凤时锦犹豫了一下,在做噩梦和换姿势之间选择了后者。只不过她不是面对着君千纪躺着,而是选择了平躺。
相互紧牵着的手依旧紧牵着,君千纪没再逾越半步。仿佛只是牵着她的手就能让他安眠。不一会儿,耳畔响起的是他均匀的呼吸声。
这船轻轻摇晃,的确是很招惹瞌睡。只是凤时锦下午睡过了,眼下却无丝毫睡意。而君千纪白天累了一天,没沾一下床,为她跑进跑出的,难怪会这么快睡着。
凤时锦轻微地动了动身体,也只敢在君千纪睡着的时候,偷偷辗身过来,这么近地面对着他。她睁着亮幽幽的眼睛,靠着窗前淡淡的月光,看着他的脸。
那英俊的轮廓,在月光的映衬下明暗有致。凤时锦又觉得不甚满足,偷偷抬手轻抚他的眉目和鼻梁,又为他没有发现而感到窃喜着。
凤时锦耸着肩膀,抿着唇偷偷笑,模样活像一只偷了腥的小猫。
能这样静静地看着他,伸手可触的感觉真好。她趁着君千纪睡着了,胆子越发地大了起来,反正他闭着眼睛也看不见,于是凤时锦一点点靠近,鼻尖点过他的,然后在他薄薄的唇上飞快得啄了一下,下一刻又做贼心虚地缩回去,生怕被发现似的,心里甜如蜜,赶紧闭上眼睛装睡。
她从来没想象过,有一天她也会像现在这般幸福过。
只是她闭着眼睛不知道,君千纪的唇角匀开了若有若无的笑意。月上中天的时候,枕边人儿悄然熟睡了去,他睁开一双清明的眼,把她静静地凝望,宛若珍视着一件心头宝。
一夜安眠无梦,凤时锦清早起来,觉得神清气爽。昨日恹恹已被抛诸脑后,晕船之症也完全好了。三圈随她主人,亦变得生龙活虎了起来,遇到木头床柱子就爪子痒,一大早在床脚刨刨啃啃的,君千纪倒没什么,就是搞得凤时锦烦不胜烦。

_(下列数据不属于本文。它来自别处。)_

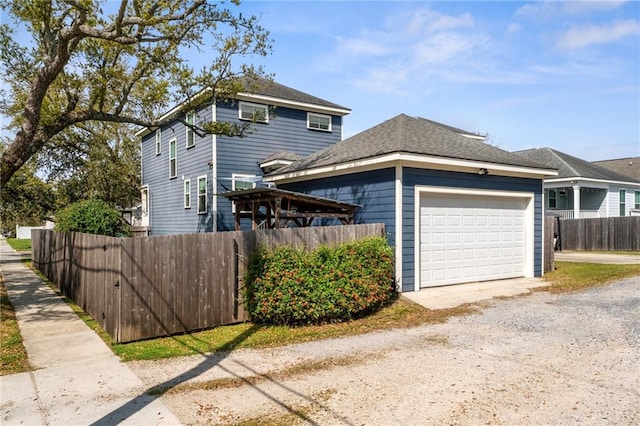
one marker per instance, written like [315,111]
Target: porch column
[576,201]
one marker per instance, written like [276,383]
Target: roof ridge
[562,160]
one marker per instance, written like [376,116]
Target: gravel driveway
[540,359]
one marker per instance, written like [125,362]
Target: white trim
[529,270]
[595,183]
[398,227]
[189,131]
[206,194]
[175,142]
[255,98]
[413,160]
[214,170]
[158,140]
[253,105]
[184,193]
[292,104]
[315,114]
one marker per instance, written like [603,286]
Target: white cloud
[579,37]
[430,21]
[549,9]
[362,46]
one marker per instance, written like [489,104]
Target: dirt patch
[538,359]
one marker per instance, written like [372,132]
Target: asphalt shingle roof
[572,167]
[412,135]
[264,87]
[626,166]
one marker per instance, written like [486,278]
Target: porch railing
[584,214]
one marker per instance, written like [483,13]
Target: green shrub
[92,217]
[289,286]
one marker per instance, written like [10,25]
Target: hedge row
[290,286]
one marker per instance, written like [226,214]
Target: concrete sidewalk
[77,379]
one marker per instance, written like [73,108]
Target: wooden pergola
[271,208]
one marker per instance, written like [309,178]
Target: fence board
[145,287]
[606,234]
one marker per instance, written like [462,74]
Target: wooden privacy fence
[145,287]
[606,234]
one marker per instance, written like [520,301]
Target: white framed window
[253,112]
[191,135]
[173,159]
[202,194]
[158,141]
[552,199]
[318,122]
[187,193]
[144,198]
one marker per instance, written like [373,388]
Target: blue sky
[554,74]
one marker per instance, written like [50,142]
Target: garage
[466,237]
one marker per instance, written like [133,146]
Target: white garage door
[466,238]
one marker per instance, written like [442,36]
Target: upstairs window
[173,159]
[187,193]
[158,141]
[191,135]
[202,194]
[552,199]
[144,195]
[253,112]
[318,122]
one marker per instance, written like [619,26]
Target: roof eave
[412,160]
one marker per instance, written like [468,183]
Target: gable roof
[412,135]
[572,167]
[629,166]
[262,90]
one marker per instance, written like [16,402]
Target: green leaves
[92,217]
[331,284]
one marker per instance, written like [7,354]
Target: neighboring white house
[583,189]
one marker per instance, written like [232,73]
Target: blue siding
[166,205]
[413,177]
[374,191]
[286,131]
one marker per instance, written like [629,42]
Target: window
[253,112]
[173,160]
[202,194]
[319,122]
[187,193]
[191,135]
[144,195]
[552,199]
[158,141]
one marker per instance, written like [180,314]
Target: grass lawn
[13,355]
[570,276]
[19,244]
[567,277]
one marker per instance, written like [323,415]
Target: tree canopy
[90,61]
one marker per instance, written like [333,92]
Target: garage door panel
[476,238]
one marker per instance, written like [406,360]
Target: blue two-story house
[183,171]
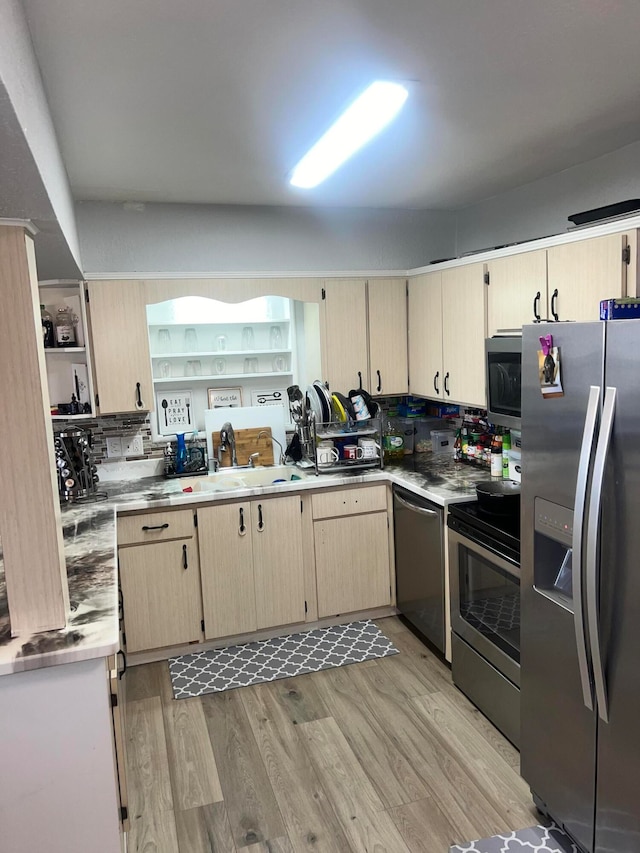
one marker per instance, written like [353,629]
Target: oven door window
[504,383]
[490,601]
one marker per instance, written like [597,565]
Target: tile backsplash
[115,425]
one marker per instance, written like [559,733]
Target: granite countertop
[89,532]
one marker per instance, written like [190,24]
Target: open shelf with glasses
[349,433]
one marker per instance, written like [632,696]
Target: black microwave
[503,359]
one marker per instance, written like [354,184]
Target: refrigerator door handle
[593,543]
[579,511]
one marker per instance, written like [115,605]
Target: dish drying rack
[348,432]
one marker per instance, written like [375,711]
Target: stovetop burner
[501,531]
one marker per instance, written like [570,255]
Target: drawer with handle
[349,501]
[155,526]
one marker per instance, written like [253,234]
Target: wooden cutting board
[247,442]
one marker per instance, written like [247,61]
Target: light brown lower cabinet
[352,563]
[252,565]
[161,593]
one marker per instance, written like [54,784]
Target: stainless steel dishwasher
[419,544]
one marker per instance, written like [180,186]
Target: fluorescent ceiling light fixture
[359,123]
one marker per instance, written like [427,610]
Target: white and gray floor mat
[534,839]
[282,657]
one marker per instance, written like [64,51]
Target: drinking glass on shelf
[190,340]
[275,337]
[164,340]
[248,340]
[164,369]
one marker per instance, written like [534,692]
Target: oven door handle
[489,556]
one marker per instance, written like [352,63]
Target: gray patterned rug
[268,660]
[541,839]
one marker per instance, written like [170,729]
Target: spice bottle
[65,328]
[506,447]
[47,327]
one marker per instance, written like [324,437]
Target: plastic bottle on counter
[506,447]
[392,444]
[496,456]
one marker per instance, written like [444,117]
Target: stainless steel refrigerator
[580,583]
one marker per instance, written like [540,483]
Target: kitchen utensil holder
[77,477]
[332,431]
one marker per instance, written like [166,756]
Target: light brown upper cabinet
[364,337]
[388,359]
[425,335]
[343,313]
[517,292]
[464,323]
[581,274]
[447,324]
[121,360]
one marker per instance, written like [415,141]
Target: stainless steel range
[484,568]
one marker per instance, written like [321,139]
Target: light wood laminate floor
[385,756]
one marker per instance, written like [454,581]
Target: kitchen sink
[243,478]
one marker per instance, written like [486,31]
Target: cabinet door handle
[536,307]
[124,664]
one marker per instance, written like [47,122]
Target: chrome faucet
[227,442]
[264,434]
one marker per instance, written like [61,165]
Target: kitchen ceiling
[204,101]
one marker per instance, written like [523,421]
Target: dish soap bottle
[392,444]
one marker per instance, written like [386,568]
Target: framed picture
[224,398]
[174,411]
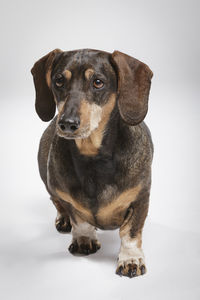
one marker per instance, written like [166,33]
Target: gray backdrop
[34,258]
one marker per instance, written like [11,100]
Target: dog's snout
[69,125]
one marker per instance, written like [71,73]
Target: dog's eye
[98,83]
[59,80]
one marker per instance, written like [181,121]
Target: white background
[34,261]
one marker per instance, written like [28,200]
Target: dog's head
[85,85]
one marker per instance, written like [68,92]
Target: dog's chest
[90,185]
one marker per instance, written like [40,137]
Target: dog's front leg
[84,239]
[131,261]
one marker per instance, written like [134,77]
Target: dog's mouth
[81,133]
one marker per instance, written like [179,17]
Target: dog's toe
[131,268]
[63,225]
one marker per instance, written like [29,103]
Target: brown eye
[97,83]
[59,81]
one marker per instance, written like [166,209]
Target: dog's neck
[100,136]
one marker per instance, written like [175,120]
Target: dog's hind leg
[62,221]
[84,239]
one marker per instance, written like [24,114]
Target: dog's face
[85,85]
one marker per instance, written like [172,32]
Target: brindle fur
[93,186]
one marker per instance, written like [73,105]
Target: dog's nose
[69,125]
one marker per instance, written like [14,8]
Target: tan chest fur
[109,215]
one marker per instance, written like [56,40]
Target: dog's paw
[84,245]
[131,268]
[63,224]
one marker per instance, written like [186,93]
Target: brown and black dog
[95,156]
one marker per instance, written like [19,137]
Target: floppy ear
[134,81]
[44,104]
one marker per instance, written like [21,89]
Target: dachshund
[95,156]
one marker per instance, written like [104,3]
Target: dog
[95,156]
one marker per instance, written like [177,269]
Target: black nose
[69,125]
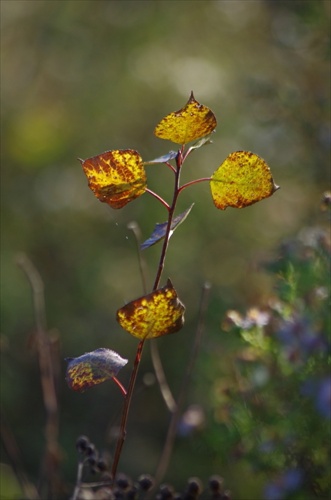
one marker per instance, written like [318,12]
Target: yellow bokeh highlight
[243,179]
[116,177]
[154,315]
[188,124]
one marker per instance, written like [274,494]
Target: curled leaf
[93,368]
[153,315]
[188,124]
[243,179]
[116,177]
[160,229]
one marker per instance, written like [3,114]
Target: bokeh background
[82,77]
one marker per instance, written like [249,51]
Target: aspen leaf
[243,179]
[116,177]
[163,159]
[160,229]
[93,368]
[188,124]
[153,315]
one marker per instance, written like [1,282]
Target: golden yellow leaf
[153,315]
[93,368]
[116,177]
[243,179]
[191,122]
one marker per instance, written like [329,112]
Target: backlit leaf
[188,124]
[116,177]
[153,315]
[160,229]
[93,368]
[163,159]
[243,179]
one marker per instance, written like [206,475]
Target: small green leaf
[161,228]
[163,159]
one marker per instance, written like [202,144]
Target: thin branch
[161,378]
[120,386]
[78,480]
[191,183]
[126,407]
[158,198]
[142,265]
[179,159]
[155,355]
[171,435]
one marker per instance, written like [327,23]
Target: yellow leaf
[243,179]
[153,315]
[191,122]
[93,368]
[116,177]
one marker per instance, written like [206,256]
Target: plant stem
[128,397]
[195,181]
[125,413]
[179,161]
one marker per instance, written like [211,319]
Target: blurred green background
[82,77]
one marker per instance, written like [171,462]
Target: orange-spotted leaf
[243,179]
[116,177]
[153,315]
[188,124]
[161,229]
[93,368]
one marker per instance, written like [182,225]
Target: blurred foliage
[83,77]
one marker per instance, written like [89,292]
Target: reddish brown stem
[125,413]
[179,162]
[128,397]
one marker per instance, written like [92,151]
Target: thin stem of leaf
[158,198]
[179,161]
[120,386]
[126,407]
[170,166]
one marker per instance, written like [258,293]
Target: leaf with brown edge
[116,177]
[243,179]
[188,124]
[93,368]
[154,315]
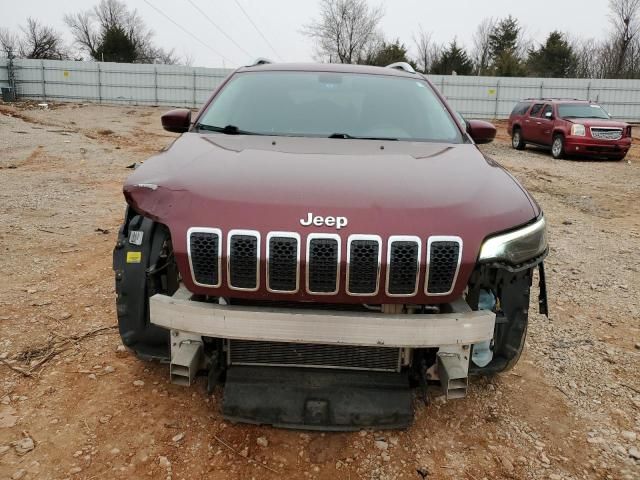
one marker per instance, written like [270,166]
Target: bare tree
[83,31]
[345,30]
[90,28]
[41,41]
[481,53]
[428,51]
[8,42]
[625,16]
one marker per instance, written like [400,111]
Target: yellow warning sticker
[134,257]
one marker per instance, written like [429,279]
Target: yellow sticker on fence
[134,257]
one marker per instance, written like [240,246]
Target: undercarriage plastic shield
[311,399]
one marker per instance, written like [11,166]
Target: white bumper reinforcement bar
[323,327]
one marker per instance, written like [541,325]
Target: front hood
[383,188]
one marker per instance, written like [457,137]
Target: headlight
[578,130]
[517,246]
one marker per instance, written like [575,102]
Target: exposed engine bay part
[332,400]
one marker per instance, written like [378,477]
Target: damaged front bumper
[460,327]
[325,398]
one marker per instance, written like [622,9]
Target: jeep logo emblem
[318,221]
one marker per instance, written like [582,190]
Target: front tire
[142,269]
[517,141]
[557,147]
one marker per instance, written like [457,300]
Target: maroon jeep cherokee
[322,239]
[569,127]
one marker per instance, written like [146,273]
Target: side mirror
[481,131]
[177,121]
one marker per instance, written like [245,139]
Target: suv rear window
[535,109]
[521,108]
[581,110]
[321,104]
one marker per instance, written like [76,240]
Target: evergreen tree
[454,58]
[503,44]
[116,46]
[555,58]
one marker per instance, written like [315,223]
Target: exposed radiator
[241,352]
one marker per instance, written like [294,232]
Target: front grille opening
[283,264]
[403,267]
[204,248]
[443,265]
[243,352]
[363,267]
[243,262]
[323,265]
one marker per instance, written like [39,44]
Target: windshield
[581,110]
[336,105]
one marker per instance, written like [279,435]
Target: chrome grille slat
[323,264]
[204,249]
[363,264]
[403,266]
[444,255]
[243,260]
[283,262]
[606,133]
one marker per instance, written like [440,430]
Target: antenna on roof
[260,61]
[402,66]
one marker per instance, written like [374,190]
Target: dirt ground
[73,405]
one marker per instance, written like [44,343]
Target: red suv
[568,127]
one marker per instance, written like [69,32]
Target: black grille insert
[243,262]
[242,352]
[443,265]
[403,267]
[323,265]
[363,267]
[204,248]
[283,264]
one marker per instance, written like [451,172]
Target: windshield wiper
[353,137]
[228,130]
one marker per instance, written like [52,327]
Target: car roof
[557,100]
[328,67]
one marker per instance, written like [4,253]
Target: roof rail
[402,66]
[556,98]
[260,61]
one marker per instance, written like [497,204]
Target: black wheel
[144,265]
[512,320]
[517,141]
[557,147]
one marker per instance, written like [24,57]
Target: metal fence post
[155,83]
[495,113]
[44,88]
[194,88]
[99,83]
[11,75]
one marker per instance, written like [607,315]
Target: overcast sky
[280,22]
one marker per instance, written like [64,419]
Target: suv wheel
[557,147]
[517,141]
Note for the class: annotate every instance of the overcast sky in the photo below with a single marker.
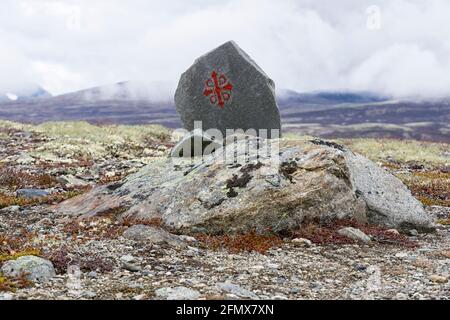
(397, 47)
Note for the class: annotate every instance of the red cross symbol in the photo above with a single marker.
(218, 89)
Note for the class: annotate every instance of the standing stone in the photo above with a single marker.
(225, 89)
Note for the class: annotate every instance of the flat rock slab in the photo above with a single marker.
(313, 180)
(226, 89)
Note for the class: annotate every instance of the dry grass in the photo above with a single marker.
(8, 200)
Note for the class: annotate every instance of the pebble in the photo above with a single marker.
(302, 242)
(354, 234)
(438, 279)
(177, 293)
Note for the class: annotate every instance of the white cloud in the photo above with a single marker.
(303, 45)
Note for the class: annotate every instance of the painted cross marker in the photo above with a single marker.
(218, 89)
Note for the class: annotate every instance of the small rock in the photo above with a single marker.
(71, 181)
(143, 233)
(6, 296)
(140, 297)
(177, 293)
(127, 258)
(438, 279)
(32, 193)
(401, 296)
(195, 144)
(236, 290)
(354, 234)
(131, 267)
(302, 242)
(359, 267)
(25, 159)
(187, 239)
(35, 268)
(401, 255)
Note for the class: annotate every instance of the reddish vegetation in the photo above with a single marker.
(94, 228)
(327, 233)
(62, 258)
(14, 179)
(318, 233)
(238, 243)
(431, 188)
(12, 244)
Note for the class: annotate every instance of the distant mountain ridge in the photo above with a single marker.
(325, 114)
(25, 92)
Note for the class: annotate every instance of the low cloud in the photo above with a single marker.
(400, 48)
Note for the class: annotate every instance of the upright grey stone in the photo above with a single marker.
(225, 89)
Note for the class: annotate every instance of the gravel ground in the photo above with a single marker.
(113, 267)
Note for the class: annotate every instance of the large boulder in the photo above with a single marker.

其实凤时锦主要是怕三圈把房间里的东西刨坏了啃坏了,等下船的时候是要赔钱的。于是乎她把三圈拎上窗棂,窗外下面是浩浩荡荡的江水,前一刻还生龙活虎的一只兔砸一上了窗棂往外一瞧,都快吓尿了,服服帖帖地趴在窗棂上动也不敢动一下。凤时锦便恐吓道:“你再动爪子试试看,看我不把你扔下去喂鱼。”
迫于主人淫威,它再也不敢造次。
很快,晕船这件事过去了,又有新的问题来了。
就是为了防止,在船上吃的饭食都比较重口味,起初凤时锦未觉得有什么不适。她和君千纪的相处也有了一定的规律,不像初时的那样拘谨,晚上睡觉也都规规矩矩的。
可这天晚上,凤时锦半夜里惊醒了来,满头大汗的,手捂着肚子。
她本不想惊醒君千纪,可稍一有动静,君千纪还是醒了来,凤时锦还来不及遮掩,他便问:“怎么了,不舒服?”